Museum workers often feel they must preserve the past at all costs. We may have noble intentions, but we also face a stark reality: that some donated items are either too costly to maintain, or they don’t mesh with our mission.
What can you do? Even if you have a strong collections policy, you still feel stuck. Turning down a gift could upset the donor. You could accept it, but then your museum has to care for something that takes up storage space and drains precious resources….and there’s a strong possibility that you’ll never even display it.
There are ways to ease your professional conscience! One way is to help donors find a suitable home for their items. We’ve often aided folks in this manner. It creates a win-win-win situation for everyone. Donors are happy that their artifacts have found an appropriate home, the receiving institution grows its collection, and you’ve helped save the past.

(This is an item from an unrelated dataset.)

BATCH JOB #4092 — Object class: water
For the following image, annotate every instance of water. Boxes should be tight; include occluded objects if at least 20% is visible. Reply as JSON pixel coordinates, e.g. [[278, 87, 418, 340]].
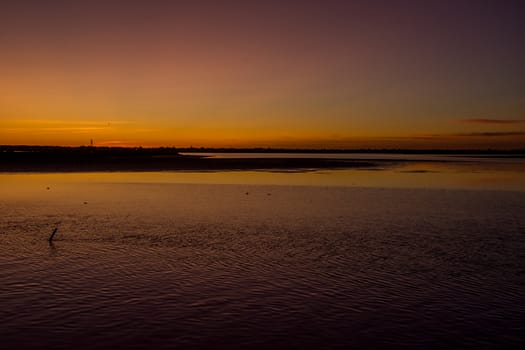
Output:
[[0, 158, 525, 349]]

Another solution is to look at the bigger picture and coordinate collecting efforts with neighboring museums. Sure, it’s important to collect everything in our respective areas, but do two history museums in the same town really need to own identical collections of school yearbooks? Wouldn’t it be better for one museum to hold them and let the other focus on a different aspect of the town’s history?
When facing reduced resources and limited facilities, such discussions can keep you from re-inventing the wheel or duplicating efforts, while ensuring the preservation of more materials.
It’s tough making these types of decisions, but everyone benefits in the long run. By exploring simpler and smarter ways to work together, we can re-channel those noble intentions without letting them undermine our efforts.